“The day that forgot to break” is the third album by Purple Mountain Peal.
This release marks a more piano driven declination of what the duo has to offer in terms of improvisation, creativity and madness. To sum up, what you are about to witness is less chaos and more melody. Take it with a grain of salt by the way, it’s Purple Mountain Peal after all…
The first track, "The day that forgot to break" (which gives name to the album) begins with rain. And raindrops are the notes the piano will rain on you for the next seven minutes. The track is surely the most 'digestible' of the entire Purple Mountain Peal production; you can clearly hear hints of Steven Wilson's No-Man project, an extremely stripped down version of modern prog rock. A soothing melody from a slightly effected piano, complemented by a haunting guitar that darkens the aura of the whole track, takes us by the hand in what seems to be an endless becoming which never arrives. But still the rain falls, and still we wait for something, and still everything stands still in this culpably forgetful day.
A single piano note. Repeated. "Serenade to a dying star" is an obsession. More like a heartbeat. A life that doesn't want to stop. A sound that by the end of the track you know will stop, but still you get used to it because it crawls inside your ear, making the rest ˗ noises, dissonances, soundscapes, chords ˗ a mere surrounding. Sometimes it seems to fade away but it's still there, just toned down; sometimes it gets stronger, as if negating its unavoidable demise. And just when you think the heartbeat will never end, everything changes. It stops. It gives way to stacking layers of organs, scattered piano notes, guitars with endless choruses and reverbs culminating in a growing noise, a death rattle, and ˗ finally ˗ a longing climax of closure. The star is dead.
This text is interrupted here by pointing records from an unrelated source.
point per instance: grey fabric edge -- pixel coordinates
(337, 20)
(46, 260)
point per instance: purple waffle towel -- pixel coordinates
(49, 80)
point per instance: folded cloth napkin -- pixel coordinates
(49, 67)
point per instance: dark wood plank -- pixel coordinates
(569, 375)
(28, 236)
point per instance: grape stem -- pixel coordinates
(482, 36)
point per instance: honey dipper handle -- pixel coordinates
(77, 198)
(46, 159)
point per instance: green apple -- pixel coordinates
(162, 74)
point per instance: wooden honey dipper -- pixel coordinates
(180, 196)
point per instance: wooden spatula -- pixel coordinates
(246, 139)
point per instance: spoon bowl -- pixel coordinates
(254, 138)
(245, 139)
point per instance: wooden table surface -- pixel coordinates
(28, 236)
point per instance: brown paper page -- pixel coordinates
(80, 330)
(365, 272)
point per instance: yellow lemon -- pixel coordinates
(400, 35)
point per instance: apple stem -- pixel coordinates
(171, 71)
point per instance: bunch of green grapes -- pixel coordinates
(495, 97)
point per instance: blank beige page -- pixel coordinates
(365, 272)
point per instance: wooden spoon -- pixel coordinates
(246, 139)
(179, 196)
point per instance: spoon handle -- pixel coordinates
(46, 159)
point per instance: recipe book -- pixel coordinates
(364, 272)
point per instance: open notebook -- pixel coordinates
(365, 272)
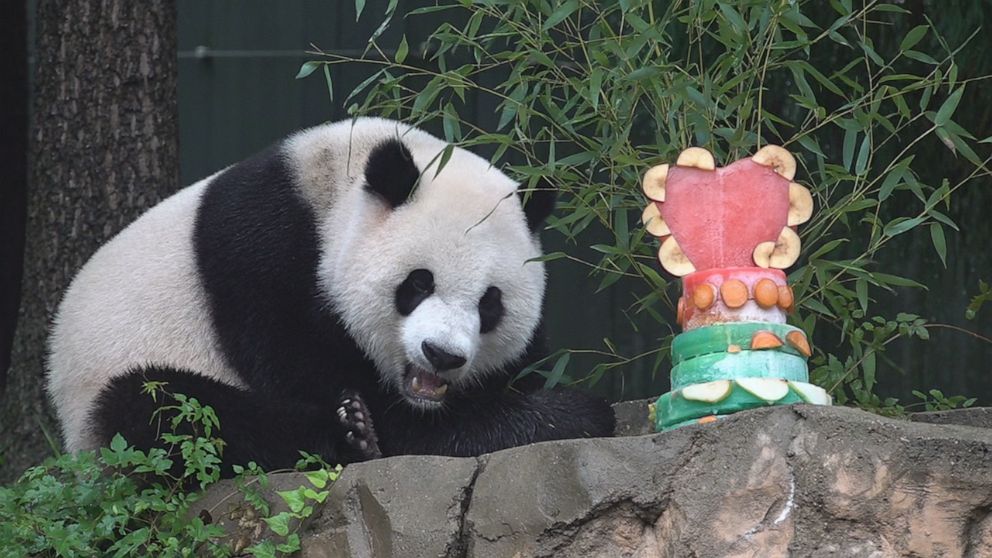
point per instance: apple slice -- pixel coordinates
(798, 340)
(653, 222)
(800, 204)
(709, 392)
(778, 158)
(768, 389)
(766, 293)
(696, 157)
(653, 184)
(703, 296)
(764, 339)
(810, 393)
(779, 254)
(673, 259)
Cheers. Beers. Let's create something. The three stages of "This one's on the house", a weirdly procedural tune exploring the whole range of making music. Little by little things begin to wrap up: simple finger taps onto the wooden body of the guitar become loose rhythms; casual piano playing try and set the mood; chimes, reeds and even toy marimbas come and go like guest stars on another one’s platter; and in the meanwhile a single string strumming slowly turns into a guitar loop upon which the piano finally lays sweet harmonies, with a little big help from his hammond buddy. From here what was at first totally acoustic turns electric, even with a subtle hint of drum machine. The creation is complete, the release of the accelerator pedal is again acoustic, decelerating, ending, done.
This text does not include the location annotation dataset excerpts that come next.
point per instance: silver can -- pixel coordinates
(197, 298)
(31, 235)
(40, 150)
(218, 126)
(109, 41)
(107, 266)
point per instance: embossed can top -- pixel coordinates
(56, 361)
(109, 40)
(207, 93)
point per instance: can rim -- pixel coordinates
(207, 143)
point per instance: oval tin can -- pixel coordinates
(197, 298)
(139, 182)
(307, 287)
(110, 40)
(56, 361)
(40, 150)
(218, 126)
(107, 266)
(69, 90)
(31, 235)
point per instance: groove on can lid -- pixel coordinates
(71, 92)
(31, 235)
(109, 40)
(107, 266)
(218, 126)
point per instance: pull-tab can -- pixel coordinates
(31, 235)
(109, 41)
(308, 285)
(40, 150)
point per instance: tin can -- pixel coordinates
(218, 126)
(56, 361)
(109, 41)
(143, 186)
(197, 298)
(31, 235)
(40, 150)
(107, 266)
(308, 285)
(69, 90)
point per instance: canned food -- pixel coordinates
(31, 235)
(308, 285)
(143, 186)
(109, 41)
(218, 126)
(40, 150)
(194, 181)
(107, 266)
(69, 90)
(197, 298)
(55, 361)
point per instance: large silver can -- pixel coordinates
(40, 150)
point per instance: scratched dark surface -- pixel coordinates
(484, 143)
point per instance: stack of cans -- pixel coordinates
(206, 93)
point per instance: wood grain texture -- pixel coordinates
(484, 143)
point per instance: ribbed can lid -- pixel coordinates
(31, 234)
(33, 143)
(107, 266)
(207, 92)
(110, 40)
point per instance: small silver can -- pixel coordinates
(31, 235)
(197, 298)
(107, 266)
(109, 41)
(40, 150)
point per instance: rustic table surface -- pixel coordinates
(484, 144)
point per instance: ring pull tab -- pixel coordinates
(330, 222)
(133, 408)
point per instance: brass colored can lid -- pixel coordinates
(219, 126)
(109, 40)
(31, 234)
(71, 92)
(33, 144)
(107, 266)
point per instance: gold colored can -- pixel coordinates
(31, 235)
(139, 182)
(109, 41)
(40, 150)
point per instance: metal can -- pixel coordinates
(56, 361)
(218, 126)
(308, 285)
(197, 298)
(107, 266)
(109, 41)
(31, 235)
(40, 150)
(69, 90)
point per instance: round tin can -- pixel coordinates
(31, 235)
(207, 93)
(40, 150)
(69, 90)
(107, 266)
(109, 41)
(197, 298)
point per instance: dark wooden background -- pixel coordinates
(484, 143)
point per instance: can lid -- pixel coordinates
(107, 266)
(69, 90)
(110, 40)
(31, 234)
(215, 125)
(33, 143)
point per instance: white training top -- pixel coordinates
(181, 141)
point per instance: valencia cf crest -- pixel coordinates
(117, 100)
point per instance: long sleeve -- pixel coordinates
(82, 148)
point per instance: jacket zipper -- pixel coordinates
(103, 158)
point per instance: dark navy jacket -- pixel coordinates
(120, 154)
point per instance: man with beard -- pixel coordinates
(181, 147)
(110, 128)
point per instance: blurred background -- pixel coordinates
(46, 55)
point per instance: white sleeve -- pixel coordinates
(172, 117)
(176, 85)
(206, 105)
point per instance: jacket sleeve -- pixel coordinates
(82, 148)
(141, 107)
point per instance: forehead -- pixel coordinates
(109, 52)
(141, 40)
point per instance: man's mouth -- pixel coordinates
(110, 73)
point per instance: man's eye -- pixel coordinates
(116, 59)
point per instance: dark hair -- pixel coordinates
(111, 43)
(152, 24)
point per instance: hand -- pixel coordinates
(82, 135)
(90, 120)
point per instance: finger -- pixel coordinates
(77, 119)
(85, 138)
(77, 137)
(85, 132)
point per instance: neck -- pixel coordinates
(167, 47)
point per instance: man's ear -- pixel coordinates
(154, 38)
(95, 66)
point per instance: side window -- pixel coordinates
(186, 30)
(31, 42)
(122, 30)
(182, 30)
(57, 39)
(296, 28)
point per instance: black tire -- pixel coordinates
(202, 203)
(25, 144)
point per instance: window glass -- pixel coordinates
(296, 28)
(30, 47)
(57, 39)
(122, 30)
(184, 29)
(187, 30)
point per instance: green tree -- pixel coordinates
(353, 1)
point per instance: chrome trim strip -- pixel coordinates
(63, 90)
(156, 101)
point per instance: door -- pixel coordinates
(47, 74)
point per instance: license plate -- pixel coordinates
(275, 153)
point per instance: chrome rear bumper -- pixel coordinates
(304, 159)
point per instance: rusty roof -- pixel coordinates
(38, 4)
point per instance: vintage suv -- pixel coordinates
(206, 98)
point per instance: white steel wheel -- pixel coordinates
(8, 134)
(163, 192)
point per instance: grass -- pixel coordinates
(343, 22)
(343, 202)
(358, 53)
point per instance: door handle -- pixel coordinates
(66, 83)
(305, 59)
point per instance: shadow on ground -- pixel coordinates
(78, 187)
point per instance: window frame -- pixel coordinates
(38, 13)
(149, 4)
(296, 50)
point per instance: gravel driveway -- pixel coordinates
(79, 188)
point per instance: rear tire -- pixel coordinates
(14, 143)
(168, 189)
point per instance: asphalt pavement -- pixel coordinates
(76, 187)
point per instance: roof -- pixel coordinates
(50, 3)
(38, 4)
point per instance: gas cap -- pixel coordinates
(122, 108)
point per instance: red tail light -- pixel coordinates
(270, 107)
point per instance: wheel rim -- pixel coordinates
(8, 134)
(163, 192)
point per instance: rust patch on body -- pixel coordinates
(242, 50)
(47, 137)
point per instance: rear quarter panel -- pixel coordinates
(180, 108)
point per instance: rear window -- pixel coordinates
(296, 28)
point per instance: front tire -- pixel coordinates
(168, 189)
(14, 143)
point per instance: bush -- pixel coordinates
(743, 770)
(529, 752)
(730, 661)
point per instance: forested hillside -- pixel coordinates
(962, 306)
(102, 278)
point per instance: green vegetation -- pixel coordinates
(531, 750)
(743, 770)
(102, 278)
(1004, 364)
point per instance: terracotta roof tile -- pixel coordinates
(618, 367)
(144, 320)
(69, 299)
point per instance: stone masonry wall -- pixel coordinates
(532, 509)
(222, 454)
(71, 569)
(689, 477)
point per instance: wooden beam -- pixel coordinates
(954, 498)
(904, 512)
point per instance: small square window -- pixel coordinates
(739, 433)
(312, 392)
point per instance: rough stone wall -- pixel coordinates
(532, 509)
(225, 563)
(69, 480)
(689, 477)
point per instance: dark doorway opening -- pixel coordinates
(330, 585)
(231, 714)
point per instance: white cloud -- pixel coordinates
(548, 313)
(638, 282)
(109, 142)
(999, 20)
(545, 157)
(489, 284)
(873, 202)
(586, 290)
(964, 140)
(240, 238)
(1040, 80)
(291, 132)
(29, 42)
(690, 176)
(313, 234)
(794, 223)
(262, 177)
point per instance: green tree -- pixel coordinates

The last track of the album warns us: “Do not leave your dreams unattended”. Someone’s gonna steal them or, better, they may even come alive and haunt you. The choice is yours. The recurring theme is a piano that, like an alarm clock, disturbs the seemingly calm flow of the music by constantly waking you up with noisy tingling high pitched notes, while a melancholic melody tries to remind us that a dream, even if unattendend, is still a dream. A peaceful and calm dream. At least when not forgotten somewhere, in that case it will constantly ring your inner bells just to be recalled.